Holly Hutchinson
- Country (sports): Great Britain
- Born: 11 September 1997 (age 28)
- Plays: Right-handed
- College: Old Dominion University
- Prize money: $30,605

Singles
- Career record: 72–90
- Highest ranking: No. 916 (21 April 2025)
- Current ranking: No. 1,032 (27 October 2025)

Doubles
- Career record: 80–57
- Career titles: 9 ITF
- Highest ranking: No. 258 (26 May 2025)
- Current ranking: No. 311 (27 October 2025)

= Holly Hutchinson (tennis) =

British tennis player (born 1997)

Holly Hutchinson (born 11 September 1997) is a British tennis player.

==Career==
She played her last junior match at the 2015 Wimbledon girls' doubles alongside Georgina Axon, losing 6-0 6-2 to Canadian duo Bianca Andreescu and Katherine Sebov.
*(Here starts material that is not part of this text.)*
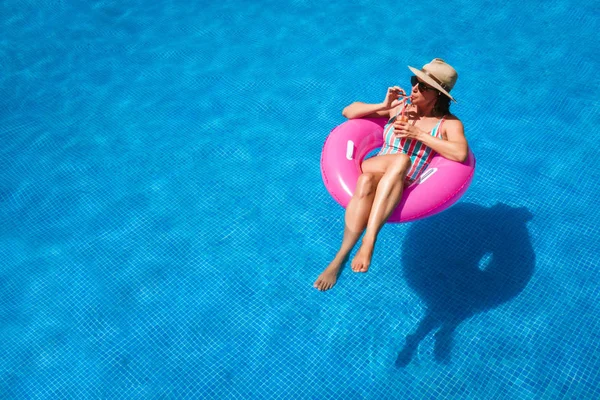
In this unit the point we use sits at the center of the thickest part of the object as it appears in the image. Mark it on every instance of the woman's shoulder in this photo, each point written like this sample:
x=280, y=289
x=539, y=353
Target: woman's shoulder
x=451, y=117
Playing with Ella McDonald she won the ladies doubles at the Roehampton W35 in August 2024, to claim their third trophy in four tournaments. She won the final of the women’s doubles at the W50 Funchal tournament in Portugal in a November 2024 alongside compatriot McDonald, beating Martyna Kubka and Sarah Beth Grey in the semi final before defeating Riya Bhatia and Polina Iatcenko.

==ITF Circuit finals==

===Doubles: 12 (8 titles, 4 runner–ups)===

| Legend |
|---|
| W50 tournaments |
| W25/35 tournaments |
| W15 tournaments |

| Result | W–L | Date | Tournament | Tier | Surface | Partner | Opponents | Score |
|---|---|---|---|---|---|---|---|---|
| Loss | 0–1 | Jul 2023 | ITF Cantanhede, Portugal | W25 | Carpet | GBR Madeleine Brooks | POR Francisca Jorge POR Matilde Jorge | 3–6, 3–6 |
| Loss | 0–2 | Jul 2023 | ITF Roehampton, United Kingdom | W25 | Hard | GBR Madeleine Brooks | IND Rutuja Bhosale GBR Sarah Beth Grey | 6–0, 4–6, [4–10] |
| Win | 1–2 | Jan 2024 | ITF Monastir, Tunisia | W15 | Hard | GER Laura Böhner | NED Rikke de Koning NED Marente Sijbesma | 6–4, 7–6^{(4)} |
| Win | 2–2 | Mar 2024 | ITF Sharm El Sheikh, Egypt | W15 | Hard | FRA Julie Belgraver | ROM Karola Bejenaru KOR Jeong Bo-young | 7–6^{(4)}, 3–6, [10–7] |
| Win | 3–2 | May 2024 | ITF Nottingham, United Kingdom | W35 | Hard | GBR Ella McDonald | GBR Ali Collins GBR Lauryn John-Baptiste | 7–6^{(4)}, 7–6^{(5)} |
| Win | 4–2 | Jun 2024 | ITF Madrid, Spain | W15 | Clay | GBR Ella McDonald | BRA Ana Candiotto PER Anastasia Iamachkine | 6–4, 6–1 |
| Win | 5–2 | Aug 2024 | ITF Roehampton, United Kingdom | W35 | Hard | GBR Ella McDonald | AUS Gabriella Da Silva Fick FRA Alice Robbe | 6–2, 3–6, [10–3] |
| Win | 6–2 | Nov 2024 | ITF Funchal, Portugal | W50 | Hard | GBR Ella McDonald | IND Riya Bhatia Polina Iatcenko | 3–6, 6–2, [10–8] |
| Win | 7–2 | Mar 2025 | ITF Santo Domingo, Dominican Republic | W50 | Hard | GBR Ella McDonald | USA Carmen Corley USA Maribella Zamarripa | 6–1, 6–4 |
| Win | 8–2 | Apr 2025 | ITF Nottingham, United Kingdom | W35 | Hard | GBR Naiktha Bains | GBR Brooke Black GBR Daniela Piani | 6–3, 6–3 |
| Loss | 8–3 | Apr 2025 | ITF Nottingham, United Kingdom | W35 | Hard | GBR Naiktha Bains | FRA Alice Robbe KOS Arlinda Rushiti | 6–3, 4–6, [5–10] |
| Loss | 8–4 | Jul 2025 | ITF Nottingham, United Kingdom | W50 | Hard | GBR Naiktha Bains | GBR Victoria Allen USA Amelia Rajecki | 4–6, 6–4, [6–10] |
| Win | 9–4 | Nov 2025 | ITF Funchal, Portugal | W50 | Hard | GBR Ella McDonald | BEL Polina Bakhmutkina GER Mina Hodzic | 6–2, 4–6, [10–8] |

==Personal life==
She is from Middlesex, England and attended Old Dominion University in the United States.